Department of Pharmacy, Shanghai Chest Hospital, Shanghai Jiao Tong University, No. 241 West Huaihai Road, Shanghai, 200030, China.
Department of Pharmacy, Huashan Hospital, Fudan University, Shanghai, 200040, China.
Br J Clin Pharmacol. 2021 Jul;87(7):2790-2806. doi: 10.1111/bcp.14684. Epub 2020 Dec 29.
Hypertension is a common comorbidity of patients with COVID-19, SARS or HIV infection. Such patients are often concomitantly treated with antiviral and antihypertensive agents, including ritonavir and nifedipine. Since ritonavir is a strong inhibitor of CYP3A and nifedipine is mainly metabolized via CYP3A, the combination of ritonavir and nifedipine can potentially cause drug-drug interactions. This study provides guidance on nifedipine treatment during and after coadministration with ritonavir-containing regimens, using a physiologically based pharmacokinetic/pharmacodynamic (PBPK/PD) analysis.
The PBPK/PD models for 3 formations of nifedipine were developed based on the Simcyp nifedipine model and the models were verified using published data. The effects of ritonavir on nifedipine exposure and systolic blood pressure (SBP) were assessed for instant-release, sustained-release and controlled-release formulations in patients. Various nifedipine regimens were investigated when coadministered with or without ritonavir.

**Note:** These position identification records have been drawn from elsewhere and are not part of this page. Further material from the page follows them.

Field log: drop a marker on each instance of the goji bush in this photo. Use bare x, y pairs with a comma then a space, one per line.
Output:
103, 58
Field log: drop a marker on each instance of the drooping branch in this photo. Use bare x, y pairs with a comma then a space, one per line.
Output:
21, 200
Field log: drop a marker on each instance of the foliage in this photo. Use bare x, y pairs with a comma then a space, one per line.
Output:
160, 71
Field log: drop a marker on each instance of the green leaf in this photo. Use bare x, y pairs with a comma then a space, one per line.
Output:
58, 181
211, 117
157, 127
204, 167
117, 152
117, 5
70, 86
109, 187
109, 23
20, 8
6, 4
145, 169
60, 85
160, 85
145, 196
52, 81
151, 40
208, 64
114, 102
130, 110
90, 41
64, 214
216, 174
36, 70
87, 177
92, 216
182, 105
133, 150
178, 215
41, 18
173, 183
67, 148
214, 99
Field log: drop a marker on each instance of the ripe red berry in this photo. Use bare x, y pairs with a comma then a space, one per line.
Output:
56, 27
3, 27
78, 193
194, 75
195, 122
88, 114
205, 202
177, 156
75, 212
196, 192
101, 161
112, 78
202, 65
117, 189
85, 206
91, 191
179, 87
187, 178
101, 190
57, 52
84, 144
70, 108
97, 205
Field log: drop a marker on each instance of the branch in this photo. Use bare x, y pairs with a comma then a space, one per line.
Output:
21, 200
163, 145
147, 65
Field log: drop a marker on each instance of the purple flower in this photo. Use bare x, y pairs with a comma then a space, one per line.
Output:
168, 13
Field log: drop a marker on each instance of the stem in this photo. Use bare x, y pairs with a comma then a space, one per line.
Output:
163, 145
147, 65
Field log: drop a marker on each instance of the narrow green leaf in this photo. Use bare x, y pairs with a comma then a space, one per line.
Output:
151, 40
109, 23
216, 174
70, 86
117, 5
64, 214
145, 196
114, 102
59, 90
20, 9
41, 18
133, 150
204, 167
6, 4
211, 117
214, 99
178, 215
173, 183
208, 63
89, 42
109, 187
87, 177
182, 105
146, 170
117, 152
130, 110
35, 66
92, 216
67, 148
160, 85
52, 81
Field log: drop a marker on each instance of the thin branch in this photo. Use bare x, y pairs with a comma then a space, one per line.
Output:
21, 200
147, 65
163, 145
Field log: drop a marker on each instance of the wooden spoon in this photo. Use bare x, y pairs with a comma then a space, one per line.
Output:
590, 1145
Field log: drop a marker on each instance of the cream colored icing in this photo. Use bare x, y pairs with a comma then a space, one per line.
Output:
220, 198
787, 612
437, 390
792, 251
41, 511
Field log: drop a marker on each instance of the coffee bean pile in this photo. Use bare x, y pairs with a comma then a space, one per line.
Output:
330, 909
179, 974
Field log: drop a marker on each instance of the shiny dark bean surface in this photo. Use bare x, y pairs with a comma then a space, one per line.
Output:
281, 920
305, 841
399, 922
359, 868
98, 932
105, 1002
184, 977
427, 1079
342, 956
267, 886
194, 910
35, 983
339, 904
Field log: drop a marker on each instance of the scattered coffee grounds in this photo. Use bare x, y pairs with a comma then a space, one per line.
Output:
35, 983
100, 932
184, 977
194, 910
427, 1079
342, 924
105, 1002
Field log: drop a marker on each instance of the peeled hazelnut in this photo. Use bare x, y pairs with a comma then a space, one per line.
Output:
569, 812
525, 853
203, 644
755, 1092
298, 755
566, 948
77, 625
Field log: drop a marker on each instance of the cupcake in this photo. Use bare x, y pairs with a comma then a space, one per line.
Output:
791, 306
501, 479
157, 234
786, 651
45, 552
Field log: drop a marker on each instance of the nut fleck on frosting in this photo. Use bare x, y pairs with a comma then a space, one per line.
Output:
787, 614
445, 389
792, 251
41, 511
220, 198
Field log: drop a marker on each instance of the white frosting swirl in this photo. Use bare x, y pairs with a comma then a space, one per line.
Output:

PBPK/PD models for 3 formulations of nifedipine were successfully established. The predicted maximum concentration (C ), area under plasma concentration-time curve (AUC), maximum reduction in SBP and area under effect-time curve were all within 0.5-2.0-fold of the observed data. Model simulations showed that the inhibitory effect of ritonavir on CYP3A4 increased the C of nifedipine 17.92-48.85-fold and the AUC 63.30-84.01-fold at steady state and decreased the SBP by >40 mmHg. Thus, the combination of nifedipine and ritonavir could lead to severe hypotension.
Ritonavir significantly affects the pharmacokinetics and antihypertensive effect of nifedipine. It is not recommended for patients to take nifedipine- and ritonavir-containing regimens simultaneously.
高血压是 COVID-19、SARS 或 HIV 感染患者的常见合并症。此类患者常同时接受抗病毒和抗高血压药物治疗,包括利托那韦和硝苯地平。由于利托那韦是 CYP3A 的强抑制剂,而硝苯地平主要通过 CYP3A 代谢,因此利托那韦和硝苯地平的联合使用可能会导致药物相互作用。本研究使用基于生理学的药代动力学/药效学(PBPK/PD)分析,为利托那韦联合方案期间和之后的硝苯地平治疗提供指导。
基于 Simcyp 硝苯地平模型,建立了硝苯地平 3 种制剂的 PBPK/PD 模型,并使用已发表的数据对模型进行了验证。评估了利托那韦对即时释放、缓释和控释制剂中硝苯地平暴露和收缩压(SBP)的影响。研究了与利托那韦联合或不联合时各种硝苯地平方案。
成功建立了硝苯地平 3 种制剂的 PBPK/PD 模型。预测的最大浓度(C )、血浆浓度-时间曲线下面积(AUC)、SBP 最大降低量和效应-时间曲线下面积均在观察数据的 0.5-2.0 倍范围内。模型模拟表明,利托那韦对 CYP3A4 的抑制作用使硝苯地平的 C 稳态时增加 17.92-48.85 倍,AUC 增加 63.30-84.01 倍,SBP 降低超过 40mmHg。因此,硝苯地平和利托那韦的联合使用可能导致严重的低血压。
利托那韦显著影响硝苯地平的药代动力学和降压作用。不建议患者同时服用含硝苯地平和利托那韦的方案。